Dusty looked at Gant. Then he looked down at Barbara. Then up at Gant again.
"So I've failed," he said in a low voice. "I've tried and failed. And I am aware of the fact that Terra will not lose much. That isn't the point. It's just that I, Dusty Britton, am a personal failure. I should like to be able to say that I don't give a damn what other people think, but I can't. I care a lot what other people think, because for the next forty or fifty years or more I've got a living to make, and making a living is a lot easier if the entire world is not convinced that I am a no-goodnik. But then, who am I to stand in the way of galactic progress."
"Dusty, I regret that the rest of your people will not be able to see the thing I am going to show you. Maybe you can describe it when you return. Come with me."
Gant led them from the hall, then to a moving walk that hurled them out and across one of the flamboyant arches between buildings. Here Gant stopped to display his credentials to a man in uniform, and to sign a register that also listed Dusty and Barbara and their home planet Terra.
They went along a corridor that curved gently; through a heavy metal door that opened on response to a signal sequence delivered against a button.
The room inside was vast, truly vast. It was a vertical cylinder and it must have been more than a thousand feet in diameter and three or four hundred feet tall. They stood inside of the door on a narrow metal catwalk that ran completely around the circle, its far side lost in the distance and the dimness, for the room was not lighted from above, but from below.
It was a pleasant glow, a flat, hazy, wispy glow from a gas-like cloud that floated in the room a hundred feet below the catwalk ... a scale model of the galaxy.

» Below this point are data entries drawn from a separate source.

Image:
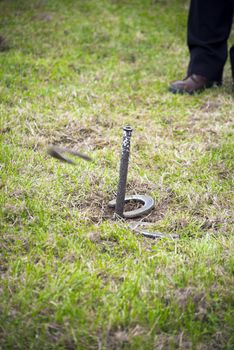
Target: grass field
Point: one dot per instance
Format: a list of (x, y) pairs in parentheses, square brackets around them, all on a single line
[(72, 73)]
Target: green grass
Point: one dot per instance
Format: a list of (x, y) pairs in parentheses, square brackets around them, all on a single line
[(71, 277)]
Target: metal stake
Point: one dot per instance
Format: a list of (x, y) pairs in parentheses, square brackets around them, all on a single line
[(123, 171)]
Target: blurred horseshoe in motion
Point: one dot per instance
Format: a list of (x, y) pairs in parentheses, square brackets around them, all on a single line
[(58, 153)]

It looked like any photographs of one of the galaxies taken through a telescope except that this model was dotted here and there with winking pinpoints and stringed through and through with thin lines that glowed in many colors, some solid colors and some in two-color spirals, like coded wire cable. Here and there were faintly glowing spherical volumes containing many stars, or rectangular volumes confined by planes of faint color-glow. Certain of these clusters were linked with other clusters by the zigzag lines that wound and interwove around and through in a tangled skein.
Gant Nerley picked up a small cylinder from a rack on the railing of the catwalk. A narrow pencil of light pointed out, and he aimed it towards the center, some five hundred feet out to the middle of the hall. "Marandis," he said. Then he brought the pointer-light across towards them slowly, to stop a hundred feet from their position. "Sol," he said. "The lines are courses surveyed and registered by the various companies, you can gather that the colored stars are our inhabited systems and the volumes register certain clusters. That faint greenish-yellow course that ends out there by Sol is the Transgalactic course set up to reach from Marandis to the Spiral Cluster which lies almost at our feet."